Era aún de noche cuando subí a mi sobrina con tres amigas a la estación de Curtis.
Como yo hace unos meses, iban a Sarria para empezar desde allí el Camino de Santiago. Tras hacerles unas fotos para que tuvieran un recuerdo de cómo estaban cuando salieron y, en vista de que ni la cantina de la estación del tren ni ningún otro bar donde desayunar estaban abiertos, me despedí de ellas, y allí las dejé en el andén, envueltas en sus propias risas. Todavía no había amanecido.
El camino de vuelta transcurría entre esa bruma grisácea del monte cuando despierta, que se diría hecho de legañas, porque todo se ve un poco borroso, como si el campo tuviera aún sueño y ese sueño fuera una neblina, en la que hasta los colores más chillones, resultaran blanquecinos.

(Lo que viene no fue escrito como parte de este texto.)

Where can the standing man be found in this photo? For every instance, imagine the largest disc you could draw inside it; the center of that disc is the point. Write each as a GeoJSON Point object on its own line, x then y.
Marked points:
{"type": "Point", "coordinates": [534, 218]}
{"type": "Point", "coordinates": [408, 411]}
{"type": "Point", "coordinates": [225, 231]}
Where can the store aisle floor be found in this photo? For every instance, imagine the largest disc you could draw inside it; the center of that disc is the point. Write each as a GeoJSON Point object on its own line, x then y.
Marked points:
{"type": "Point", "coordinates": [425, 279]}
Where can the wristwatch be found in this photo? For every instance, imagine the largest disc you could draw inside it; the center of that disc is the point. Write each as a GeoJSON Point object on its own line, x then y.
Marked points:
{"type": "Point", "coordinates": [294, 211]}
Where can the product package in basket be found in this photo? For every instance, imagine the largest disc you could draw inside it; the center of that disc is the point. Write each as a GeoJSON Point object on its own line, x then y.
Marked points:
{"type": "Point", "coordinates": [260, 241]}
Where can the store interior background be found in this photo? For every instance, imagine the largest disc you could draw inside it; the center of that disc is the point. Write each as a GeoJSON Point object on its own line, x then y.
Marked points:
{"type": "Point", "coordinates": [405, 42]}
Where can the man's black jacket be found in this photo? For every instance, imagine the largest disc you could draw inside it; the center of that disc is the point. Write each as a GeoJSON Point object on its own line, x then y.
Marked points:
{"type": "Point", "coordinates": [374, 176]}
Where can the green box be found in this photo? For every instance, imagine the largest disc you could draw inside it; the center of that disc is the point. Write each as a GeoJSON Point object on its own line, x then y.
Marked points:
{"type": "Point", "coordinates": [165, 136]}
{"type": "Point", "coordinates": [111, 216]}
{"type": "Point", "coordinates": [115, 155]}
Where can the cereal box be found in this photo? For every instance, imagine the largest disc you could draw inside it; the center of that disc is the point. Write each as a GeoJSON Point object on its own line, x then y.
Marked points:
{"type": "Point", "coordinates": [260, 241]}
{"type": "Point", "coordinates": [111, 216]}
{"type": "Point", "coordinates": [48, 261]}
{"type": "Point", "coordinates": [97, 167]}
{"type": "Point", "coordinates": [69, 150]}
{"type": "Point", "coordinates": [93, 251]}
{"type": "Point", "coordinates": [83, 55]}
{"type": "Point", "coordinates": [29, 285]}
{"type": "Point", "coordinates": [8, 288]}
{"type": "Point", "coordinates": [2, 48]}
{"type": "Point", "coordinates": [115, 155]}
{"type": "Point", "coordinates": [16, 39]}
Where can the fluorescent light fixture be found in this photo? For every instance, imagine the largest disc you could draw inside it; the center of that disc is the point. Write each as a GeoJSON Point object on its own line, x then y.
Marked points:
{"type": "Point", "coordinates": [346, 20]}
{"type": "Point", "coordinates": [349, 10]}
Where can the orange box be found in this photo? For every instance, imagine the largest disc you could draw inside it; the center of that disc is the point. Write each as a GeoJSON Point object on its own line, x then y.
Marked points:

Y en esa media luz que tiene el día cuando aún no hay rayos de sol sobre la tierra, ya digo, ya escribo, como en un sueño, me saltó delante un corzo. Yo creo que al que pintó la señal de peligro de ciervos en la carretera, le debió suceder un día algo parecido, porque saltó de esa manera, muy hacia arriba, delante de mi coche. Menos mal que iba despacio. Pero lo curioso es que el corzo, lejos de cruzar al otro lado del monte como cabría esperarse, empezó a correr a mi lado, siguiendo mi velocidad, quizás algo más rápido porque casi siempre iba delante, como una de esas palomas torcaces que te salen a veces al camino y vuelan justo en la trayectoria del coche, al igual que hacen las abubillas, como si nuestro vehículo les abriera paso en el aire, o generase unas corrientes de viento en pico en las que les gustara volar en línea recta, como si fueran gaviotas.
Así este corzo siguió durante un buen trecho conmigo. Podría haberle sacado una foto. Pero, imposible. Iba yo sola y llevaba detrás el único coche de la carretera en domingo, lo cual me impedía detenerme con tranquilidad. Qué pena. Yo creo que si escribo, es por la frustración de no haberlo podido fotografiar, con sus recién estrenadas cuernas aún recubiertas de terciopelo sin descorrear, muy blancos los cuartos traseros, saltando con una gracia que no tienen los otros venados, animales objeto de caza, de venación.
He escrito que me salió al camino, pero lo más probable es que la carretera transcurra por un sendero que era ya de los corzos antes que nuestro, como sucede en el embalse de Aguilar de Campoo, en Palencia, donde los corzos, por no dar la vuelta, cruzan a nado el pantano probablemente siguiendo la trayectoria que ya seguían antes de que sus senderos se inundaran para siempre.
Puede que esa hora dominical y blanquecina en la que yo me encontré al corzo, o el corzo se encontró conmigo, también les pertenezca.